La iniciativa es excelente.  Como he señalado en artículos anteriores, el primer paso para conseguir algo es la visión, y esto también es válido para los países.  Un país sin visión, sin sueños no puede desarrollar una estrategia adecuada ni trazarse una ruta clara, pues no tiene idea a donde quiere llegar.
Como practico lo que predico, hace ya siete meses redacté mi visión para este concurso.  Lo hice más como un ejercicio personal y ahora lo retomo para hacer algunas reflexiones.  A continuación presento en 100 palabras, mi visión sobre el Perú que me gustaría vivir en el 2021.
Perú, paradigma de desarrollo

Visualizo un Perú integrado al exterior y al interior.  Al exterior como país que sin renunciar a sus ventajas comparativas (minería, agricultura, pesca), avanza por las ventajas competitivas (industria) y adicionalmente genera riqueza en base a la ciencia y el conocimiento.  También está integrado al interior, habiendo cerrado las brechas entre Lima,  Costa, Sierra y Selva.

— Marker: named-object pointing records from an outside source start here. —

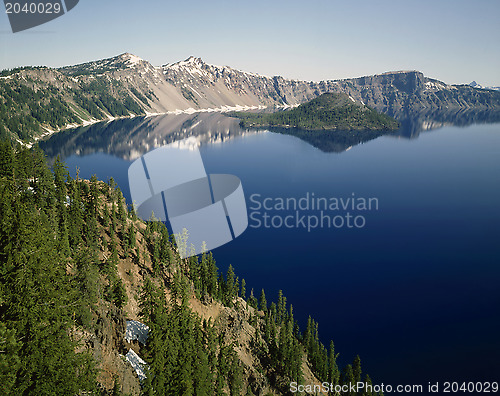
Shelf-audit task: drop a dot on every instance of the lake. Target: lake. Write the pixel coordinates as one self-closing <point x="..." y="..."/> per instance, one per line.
<point x="414" y="290"/>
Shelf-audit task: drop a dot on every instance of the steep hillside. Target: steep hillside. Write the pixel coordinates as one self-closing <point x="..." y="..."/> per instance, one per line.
<point x="77" y="267"/>
<point x="38" y="100"/>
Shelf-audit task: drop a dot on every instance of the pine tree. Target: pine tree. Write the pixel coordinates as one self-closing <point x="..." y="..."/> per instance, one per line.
<point x="333" y="370"/>
<point x="243" y="291"/>
<point x="263" y="301"/>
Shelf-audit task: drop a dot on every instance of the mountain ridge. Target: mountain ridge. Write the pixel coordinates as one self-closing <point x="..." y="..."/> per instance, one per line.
<point x="126" y="85"/>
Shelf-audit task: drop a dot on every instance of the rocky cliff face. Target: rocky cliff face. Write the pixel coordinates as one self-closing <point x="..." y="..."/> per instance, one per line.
<point x="127" y="85"/>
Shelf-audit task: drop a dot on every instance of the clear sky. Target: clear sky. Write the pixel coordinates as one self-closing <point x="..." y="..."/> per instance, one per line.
<point x="455" y="41"/>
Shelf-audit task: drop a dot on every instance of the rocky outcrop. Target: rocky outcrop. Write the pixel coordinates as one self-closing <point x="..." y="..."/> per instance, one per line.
<point x="127" y="85"/>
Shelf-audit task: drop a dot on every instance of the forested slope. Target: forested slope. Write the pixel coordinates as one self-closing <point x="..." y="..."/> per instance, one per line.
<point x="75" y="263"/>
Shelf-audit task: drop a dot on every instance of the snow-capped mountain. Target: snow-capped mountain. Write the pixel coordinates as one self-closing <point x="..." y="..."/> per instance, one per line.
<point x="474" y="84"/>
<point x="127" y="85"/>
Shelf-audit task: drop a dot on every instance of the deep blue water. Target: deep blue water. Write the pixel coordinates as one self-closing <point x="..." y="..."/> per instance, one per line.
<point x="415" y="292"/>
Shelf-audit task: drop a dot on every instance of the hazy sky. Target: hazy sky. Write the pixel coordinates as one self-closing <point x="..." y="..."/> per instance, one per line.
<point x="456" y="41"/>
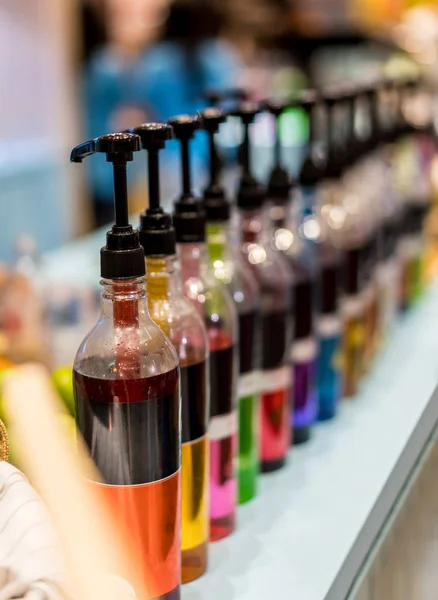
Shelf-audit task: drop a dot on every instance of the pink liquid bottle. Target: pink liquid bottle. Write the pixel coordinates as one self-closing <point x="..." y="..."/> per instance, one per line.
<point x="127" y="390"/>
<point x="274" y="278"/>
<point x="216" y="308"/>
<point x="178" y="319"/>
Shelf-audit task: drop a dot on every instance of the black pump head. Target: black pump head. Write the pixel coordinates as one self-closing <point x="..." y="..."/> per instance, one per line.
<point x="153" y="135"/>
<point x="157" y="235"/>
<point x="122" y="257"/>
<point x="185" y="126"/>
<point x="216" y="205"/>
<point x="250" y="195"/>
<point x="188" y="216"/>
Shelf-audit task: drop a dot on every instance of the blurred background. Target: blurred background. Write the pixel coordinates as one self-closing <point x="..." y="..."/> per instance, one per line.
<point x="76" y="69"/>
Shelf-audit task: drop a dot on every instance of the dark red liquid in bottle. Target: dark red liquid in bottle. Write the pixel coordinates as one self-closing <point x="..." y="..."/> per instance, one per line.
<point x="131" y="427"/>
<point x="223" y="434"/>
<point x="275" y="402"/>
<point x="248" y="341"/>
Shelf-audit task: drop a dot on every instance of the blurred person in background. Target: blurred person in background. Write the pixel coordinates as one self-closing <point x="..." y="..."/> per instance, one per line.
<point x="154" y="61"/>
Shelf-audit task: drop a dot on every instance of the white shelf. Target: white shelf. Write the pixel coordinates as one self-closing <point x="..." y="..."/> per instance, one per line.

Estos logros son resultado del impulso y cambio de su sistema educativo, que forma cuadros científicos, profesionales y técnicos, que hacen viable esta estrategia de “tres vías”, nuevo paradigma convertido en ejemplo para los países que quieren salir del atraso y la pobreza.  

Deseo ahora fundamentarla, lo cual es pertinente dado que nuestro país ingresa en una etapa electoral y debe promoverse el debate de ideas.

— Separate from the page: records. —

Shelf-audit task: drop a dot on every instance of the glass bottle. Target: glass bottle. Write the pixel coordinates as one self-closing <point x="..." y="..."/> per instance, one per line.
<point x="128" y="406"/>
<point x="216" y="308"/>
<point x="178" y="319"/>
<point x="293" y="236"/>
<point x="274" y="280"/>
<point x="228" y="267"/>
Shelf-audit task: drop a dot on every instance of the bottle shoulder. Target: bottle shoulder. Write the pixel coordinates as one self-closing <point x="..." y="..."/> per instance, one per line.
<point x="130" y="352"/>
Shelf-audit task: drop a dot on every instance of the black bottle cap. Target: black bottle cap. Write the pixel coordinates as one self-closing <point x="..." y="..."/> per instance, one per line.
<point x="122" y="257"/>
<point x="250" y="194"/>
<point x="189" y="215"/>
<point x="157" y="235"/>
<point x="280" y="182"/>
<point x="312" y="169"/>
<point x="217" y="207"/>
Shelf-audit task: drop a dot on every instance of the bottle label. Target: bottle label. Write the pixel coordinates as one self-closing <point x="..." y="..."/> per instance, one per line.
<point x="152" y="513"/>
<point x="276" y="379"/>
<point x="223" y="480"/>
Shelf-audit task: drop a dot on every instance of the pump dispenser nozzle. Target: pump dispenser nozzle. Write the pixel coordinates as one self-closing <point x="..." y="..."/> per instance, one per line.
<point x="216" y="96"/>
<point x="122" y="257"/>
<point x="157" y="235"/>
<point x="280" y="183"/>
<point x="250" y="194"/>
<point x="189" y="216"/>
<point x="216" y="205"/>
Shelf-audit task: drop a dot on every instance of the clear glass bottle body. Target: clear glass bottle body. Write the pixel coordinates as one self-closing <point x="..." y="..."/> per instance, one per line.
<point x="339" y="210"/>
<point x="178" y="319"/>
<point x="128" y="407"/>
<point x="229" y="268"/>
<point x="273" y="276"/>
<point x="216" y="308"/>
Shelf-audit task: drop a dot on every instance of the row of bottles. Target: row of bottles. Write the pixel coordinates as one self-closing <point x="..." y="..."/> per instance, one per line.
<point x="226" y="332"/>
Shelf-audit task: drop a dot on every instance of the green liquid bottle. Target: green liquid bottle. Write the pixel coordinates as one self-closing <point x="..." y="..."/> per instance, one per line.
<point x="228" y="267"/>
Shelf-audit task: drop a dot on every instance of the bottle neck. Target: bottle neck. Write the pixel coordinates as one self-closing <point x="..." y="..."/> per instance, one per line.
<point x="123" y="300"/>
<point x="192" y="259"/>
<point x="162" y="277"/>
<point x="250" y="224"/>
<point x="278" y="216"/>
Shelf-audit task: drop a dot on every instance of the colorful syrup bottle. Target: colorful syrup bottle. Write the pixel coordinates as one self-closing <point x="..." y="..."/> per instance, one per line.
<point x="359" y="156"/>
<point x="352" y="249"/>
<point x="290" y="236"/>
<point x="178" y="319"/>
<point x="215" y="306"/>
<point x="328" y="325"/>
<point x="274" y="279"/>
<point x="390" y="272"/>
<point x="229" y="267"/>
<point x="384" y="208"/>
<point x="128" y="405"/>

¿Por qué integrado al exterior y al interior?  La respuesta es simple.  Desde hace algunos años se viene poniendo énfasis en la globalización.  Es el signo de los tiempos. Desde una perspectiva natural el mundo siempre ha estado globalizado.  Un ejemplo es suficiente:  nuestra agricultura sufre cada año en mayor o menor medida los efectos del fenómeno del Niño, el cual se forma en la costas de Australia y llega a nuestras costas a partir de Diciembre. 

La globalización económica no es mala o buena por sí misma.  Depende la forma como nos insertamos en el mundo y ésas son decisiones que toman los gobiernos.  Sin embargo, la pregunta pertinenete es ¿Que parte del Perú es la que se globaliza?.  Porque  como sabemos, nuestro país no es un país uniforme.  El Perú no es Lima.  Lima no es Miraflores, San Isidro y Surco sólo por citar tres distritos.  

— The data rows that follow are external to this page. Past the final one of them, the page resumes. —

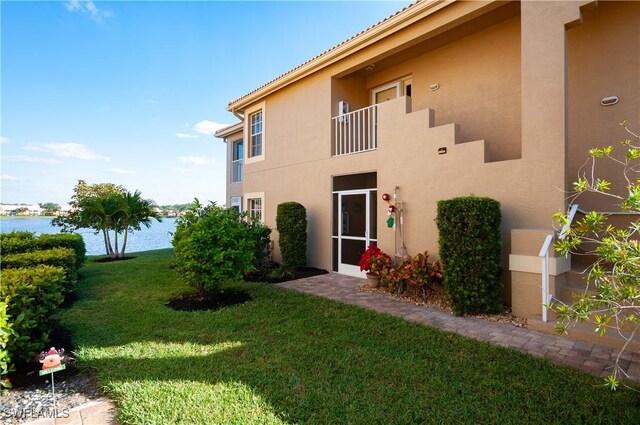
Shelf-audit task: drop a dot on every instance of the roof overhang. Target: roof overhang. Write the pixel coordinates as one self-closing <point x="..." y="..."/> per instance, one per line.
<point x="228" y="131"/>
<point x="400" y="20"/>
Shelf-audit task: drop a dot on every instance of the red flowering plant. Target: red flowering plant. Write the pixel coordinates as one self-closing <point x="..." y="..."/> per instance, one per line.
<point x="374" y="261"/>
<point x="416" y="272"/>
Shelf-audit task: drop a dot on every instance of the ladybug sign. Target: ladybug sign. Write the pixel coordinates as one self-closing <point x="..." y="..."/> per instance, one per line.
<point x="52" y="361"/>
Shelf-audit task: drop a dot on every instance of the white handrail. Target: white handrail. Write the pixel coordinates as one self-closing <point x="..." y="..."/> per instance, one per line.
<point x="544" y="254"/>
<point x="546" y="296"/>
<point x="355" y="131"/>
<point x="565" y="228"/>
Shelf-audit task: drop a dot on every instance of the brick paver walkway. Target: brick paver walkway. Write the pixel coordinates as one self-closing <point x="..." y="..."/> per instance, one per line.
<point x="594" y="358"/>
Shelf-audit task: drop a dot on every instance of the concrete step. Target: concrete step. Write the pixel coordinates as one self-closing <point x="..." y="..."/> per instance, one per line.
<point x="574" y="284"/>
<point x="585" y="332"/>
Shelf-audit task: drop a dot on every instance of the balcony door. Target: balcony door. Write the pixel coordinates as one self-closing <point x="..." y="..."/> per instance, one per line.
<point x="386" y="92"/>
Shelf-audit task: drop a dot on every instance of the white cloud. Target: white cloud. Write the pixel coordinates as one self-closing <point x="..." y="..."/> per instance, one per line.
<point x="208" y="127"/>
<point x="31" y="159"/>
<point x="121" y="171"/>
<point x="186" y="136"/>
<point x="88" y="8"/>
<point x="197" y="160"/>
<point x="67" y="150"/>
<point x="203" y="127"/>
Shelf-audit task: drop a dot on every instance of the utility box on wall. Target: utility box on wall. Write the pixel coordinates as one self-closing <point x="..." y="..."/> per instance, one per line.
<point x="343" y="110"/>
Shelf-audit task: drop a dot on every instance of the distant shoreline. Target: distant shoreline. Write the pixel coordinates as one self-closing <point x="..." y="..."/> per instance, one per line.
<point x="11" y="217"/>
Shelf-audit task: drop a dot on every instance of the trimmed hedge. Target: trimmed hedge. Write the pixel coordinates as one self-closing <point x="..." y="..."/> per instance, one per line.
<point x="213" y="245"/>
<point x="16" y="242"/>
<point x="32" y="296"/>
<point x="64" y="240"/>
<point x="22" y="242"/>
<point x="470" y="247"/>
<point x="57" y="257"/>
<point x="291" y="222"/>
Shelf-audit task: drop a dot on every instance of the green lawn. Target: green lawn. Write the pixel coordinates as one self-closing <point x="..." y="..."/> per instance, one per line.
<point x="286" y="357"/>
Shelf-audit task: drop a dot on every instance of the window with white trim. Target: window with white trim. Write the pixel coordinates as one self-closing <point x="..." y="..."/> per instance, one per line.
<point x="255" y="134"/>
<point x="254" y="208"/>
<point x="236" y="202"/>
<point x="236" y="162"/>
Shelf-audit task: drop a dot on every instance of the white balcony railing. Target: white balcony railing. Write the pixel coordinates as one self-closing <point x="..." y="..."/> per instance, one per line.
<point x="236" y="170"/>
<point x="356" y="131"/>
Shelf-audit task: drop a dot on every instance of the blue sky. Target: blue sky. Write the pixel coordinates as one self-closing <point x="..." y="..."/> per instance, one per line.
<point x="129" y="92"/>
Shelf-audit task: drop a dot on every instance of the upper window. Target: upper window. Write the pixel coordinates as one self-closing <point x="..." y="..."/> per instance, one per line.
<point x="254" y="207"/>
<point x="236" y="203"/>
<point x="236" y="162"/>
<point x="255" y="134"/>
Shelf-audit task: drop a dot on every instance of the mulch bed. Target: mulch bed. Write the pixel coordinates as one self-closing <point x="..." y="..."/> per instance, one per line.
<point x="299" y="274"/>
<point x="213" y="301"/>
<point x="435" y="298"/>
<point x="111" y="260"/>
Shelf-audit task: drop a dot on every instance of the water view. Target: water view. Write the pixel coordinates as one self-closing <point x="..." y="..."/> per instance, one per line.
<point x="158" y="236"/>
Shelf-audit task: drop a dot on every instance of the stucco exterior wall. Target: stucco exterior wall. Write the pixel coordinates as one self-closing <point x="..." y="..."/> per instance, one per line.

El éxito de la “Teta Asustada” se debe en gran medida a que nos hace recordar que el Perú es un país pobre con bolsones de riqueza.  Y el reto no es que esos bolsones de riqueza se globalicen, sino que el Perú primero se uniformice para luego integrarse al exterior.  Integrarnos al exterior sin integrarnos internamente, lo único que conseguirá es ampliar las brechas en nuestro país y desintegrarnos como Nación, creando condiciones para el resurgimiento de movimientos como Sendero Luminoso que se autoproclamen representantes de esos sectores marginados de la globalización y el desarrollo.   

Por ello es necesario que además de aprovechar nuestras ventajas comparativas, reforcemos las competitivas.  Lamentablemente, bajo influencia de conceptos económicos obsoletos,  se viene imponiendo un conformismo por los aceptables resultados macroeconómicos alcanzados por el país, que desde el punto de vista productivo se sustentan en un modelo básicamente primario exportador, el cual a su vez adquiere legitimidad bajo la teoría de ventajas comparativas de David Ricardo.  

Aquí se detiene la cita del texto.